What Is Cross-Encoder Reranking? Full Attention on Query and Document

By | SearchMinistry Media |

A cross-encoder is a neural relevance model that takes a query and document concatenated as a single input, applies full transformer attention across all tokens in both texts, and outputs a scalar relevance score. Cross-encoder reranking applies this model to a small candidate set retrieved by a faster first-stage system to reorder results with high precision.

How Cross-Encoders Score Relevance

Cross-encoders format input as [CLS] query [SEP] document [SEP]. Every query token attends to every document token across all transformer layers. This full attention enables the model to resolve paraphrase, negation, and specific term relationships that bi-encoders miss when compressing each text to a single vector. The [CLS] token's final representation passes through a linear head to produce the relevance score.

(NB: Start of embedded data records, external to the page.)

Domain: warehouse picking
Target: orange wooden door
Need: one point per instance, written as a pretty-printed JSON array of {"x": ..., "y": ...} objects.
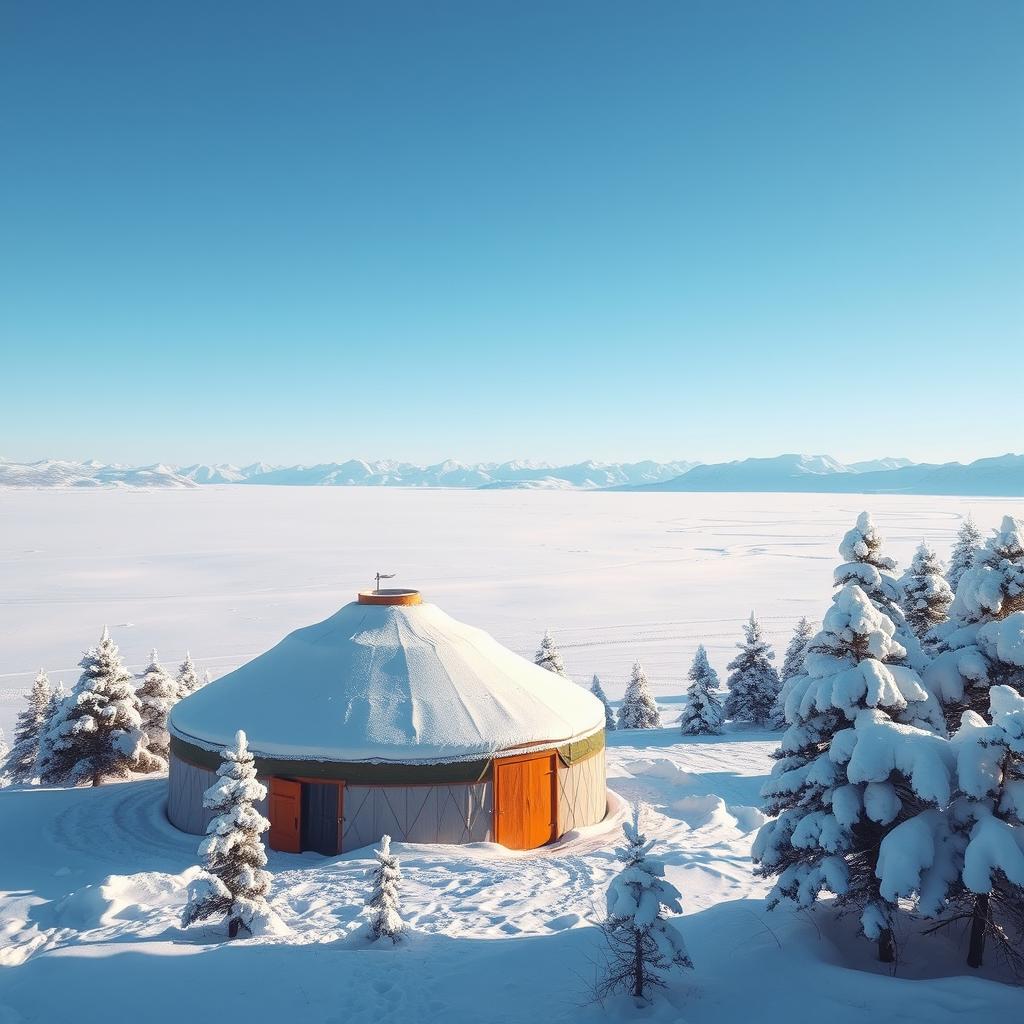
[
  {"x": 525, "y": 801},
  {"x": 286, "y": 810}
]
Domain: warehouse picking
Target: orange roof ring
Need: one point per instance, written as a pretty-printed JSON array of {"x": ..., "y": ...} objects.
[{"x": 390, "y": 597}]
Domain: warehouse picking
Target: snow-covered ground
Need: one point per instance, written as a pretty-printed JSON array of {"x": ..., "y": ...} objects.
[
  {"x": 92, "y": 881},
  {"x": 227, "y": 571}
]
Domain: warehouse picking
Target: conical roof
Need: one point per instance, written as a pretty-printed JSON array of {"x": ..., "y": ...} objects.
[{"x": 401, "y": 683}]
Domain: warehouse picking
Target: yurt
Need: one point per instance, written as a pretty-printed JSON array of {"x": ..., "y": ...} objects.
[{"x": 390, "y": 717}]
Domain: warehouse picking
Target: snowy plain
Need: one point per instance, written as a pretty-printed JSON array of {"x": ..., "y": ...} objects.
[{"x": 91, "y": 882}]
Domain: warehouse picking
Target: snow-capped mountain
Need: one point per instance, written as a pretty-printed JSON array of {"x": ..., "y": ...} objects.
[
  {"x": 354, "y": 472},
  {"x": 1001, "y": 476},
  {"x": 997, "y": 477},
  {"x": 62, "y": 473}
]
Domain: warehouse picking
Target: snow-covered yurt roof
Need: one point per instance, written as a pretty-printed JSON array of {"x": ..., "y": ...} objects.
[{"x": 388, "y": 682}]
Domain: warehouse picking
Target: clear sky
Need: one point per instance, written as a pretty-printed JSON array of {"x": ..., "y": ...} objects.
[{"x": 313, "y": 230}]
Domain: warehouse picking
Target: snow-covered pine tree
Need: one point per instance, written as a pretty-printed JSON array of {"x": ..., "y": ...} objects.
[
  {"x": 793, "y": 664},
  {"x": 187, "y": 678},
  {"x": 702, "y": 715},
  {"x": 609, "y": 716},
  {"x": 638, "y": 710},
  {"x": 855, "y": 712},
  {"x": 970, "y": 660},
  {"x": 57, "y": 696},
  {"x": 643, "y": 947},
  {"x": 237, "y": 884},
  {"x": 753, "y": 681},
  {"x": 96, "y": 731},
  {"x": 981, "y": 651},
  {"x": 19, "y": 765},
  {"x": 385, "y": 913},
  {"x": 864, "y": 564},
  {"x": 925, "y": 595},
  {"x": 549, "y": 657},
  {"x": 965, "y": 548},
  {"x": 157, "y": 696},
  {"x": 990, "y": 763}
]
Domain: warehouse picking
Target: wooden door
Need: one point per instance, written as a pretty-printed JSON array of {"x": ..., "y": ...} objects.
[
  {"x": 286, "y": 813},
  {"x": 321, "y": 817},
  {"x": 525, "y": 801}
]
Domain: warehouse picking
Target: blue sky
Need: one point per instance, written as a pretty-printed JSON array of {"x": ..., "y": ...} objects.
[{"x": 710, "y": 229}]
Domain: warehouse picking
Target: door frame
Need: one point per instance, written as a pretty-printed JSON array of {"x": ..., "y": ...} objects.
[
  {"x": 498, "y": 763},
  {"x": 303, "y": 780}
]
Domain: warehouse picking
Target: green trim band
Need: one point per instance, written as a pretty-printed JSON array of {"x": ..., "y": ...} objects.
[
  {"x": 369, "y": 773},
  {"x": 357, "y": 773},
  {"x": 570, "y": 754}
]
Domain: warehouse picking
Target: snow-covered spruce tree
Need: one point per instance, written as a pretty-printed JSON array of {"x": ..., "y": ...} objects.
[
  {"x": 609, "y": 716},
  {"x": 753, "y": 681},
  {"x": 57, "y": 696},
  {"x": 638, "y": 710},
  {"x": 965, "y": 548},
  {"x": 793, "y": 664},
  {"x": 981, "y": 651},
  {"x": 971, "y": 657},
  {"x": 385, "y": 914},
  {"x": 187, "y": 678},
  {"x": 643, "y": 947},
  {"x": 96, "y": 730},
  {"x": 548, "y": 656},
  {"x": 834, "y": 796},
  {"x": 19, "y": 764},
  {"x": 864, "y": 564},
  {"x": 237, "y": 884},
  {"x": 702, "y": 715},
  {"x": 157, "y": 695},
  {"x": 990, "y": 762},
  {"x": 925, "y": 595}
]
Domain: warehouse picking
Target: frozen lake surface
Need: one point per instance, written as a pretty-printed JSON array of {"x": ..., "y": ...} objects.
[
  {"x": 92, "y": 882},
  {"x": 227, "y": 571}
]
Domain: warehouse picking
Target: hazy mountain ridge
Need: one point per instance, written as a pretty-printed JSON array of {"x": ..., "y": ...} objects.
[
  {"x": 1000, "y": 476},
  {"x": 354, "y": 472}
]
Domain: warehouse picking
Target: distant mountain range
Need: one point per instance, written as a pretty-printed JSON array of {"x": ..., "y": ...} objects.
[
  {"x": 584, "y": 475},
  {"x": 998, "y": 477},
  {"x": 1001, "y": 476}
]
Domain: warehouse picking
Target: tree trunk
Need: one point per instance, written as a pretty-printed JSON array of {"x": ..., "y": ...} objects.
[
  {"x": 979, "y": 925},
  {"x": 887, "y": 951}
]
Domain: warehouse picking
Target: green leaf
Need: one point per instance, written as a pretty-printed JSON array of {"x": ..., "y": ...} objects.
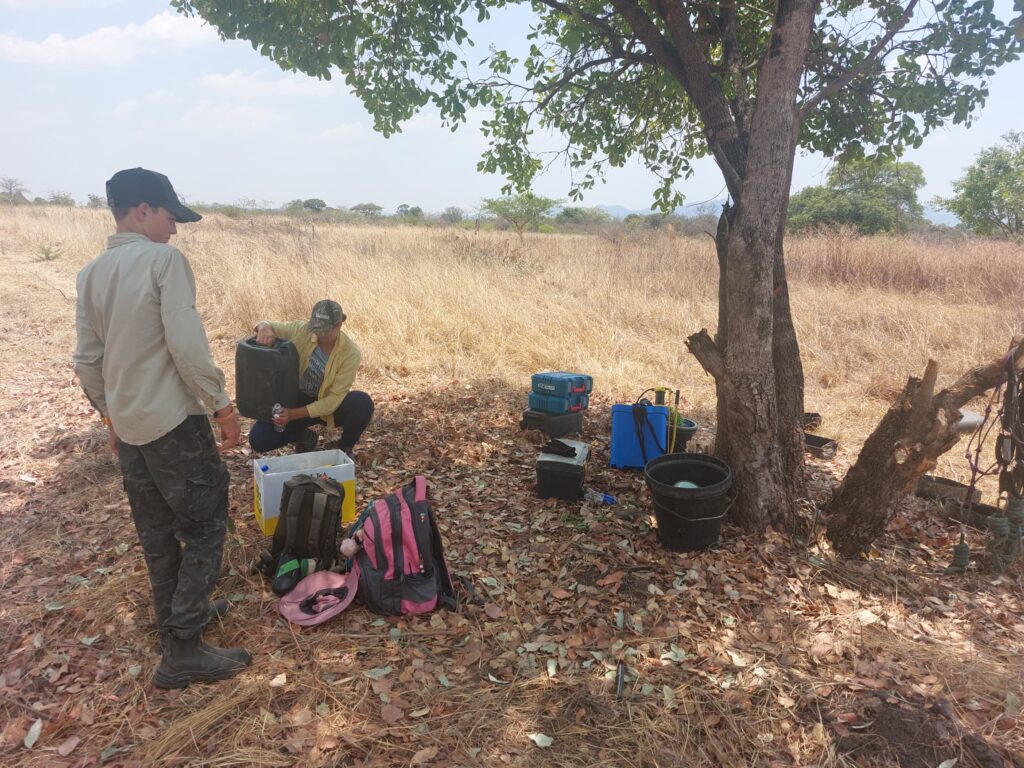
[
  {"x": 377, "y": 673},
  {"x": 676, "y": 654},
  {"x": 33, "y": 735}
]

Two-Stage Retrieval Architecture

Cross-encoder reranking is deployed in a two-stage pipeline. Stage one uses a fast first-stage retriever (bi-encoder ANN, BM25, or hybrid RRF) to retrieve 50-200 candidate documents with high recall. Stage two runs the cross-encoder over all candidates to reorder them by precise relevance scores. Only the top 5-20 from the reranked list are passed to the language model for answer generation.

SEO Implications

Cross-encoder reranking rewards direct answer presence. A document containing the exact answer in clear prose scores higher than one containing related information requiring inference. Answer-first writing, precise terminology, and focused passage content improve cross-encoder scores. Content that survives the reranking stage is what appears in AI-generated answers. Optimising for the reranker means producing content that answers the question directly and unambiguously within a single retrievable chunk.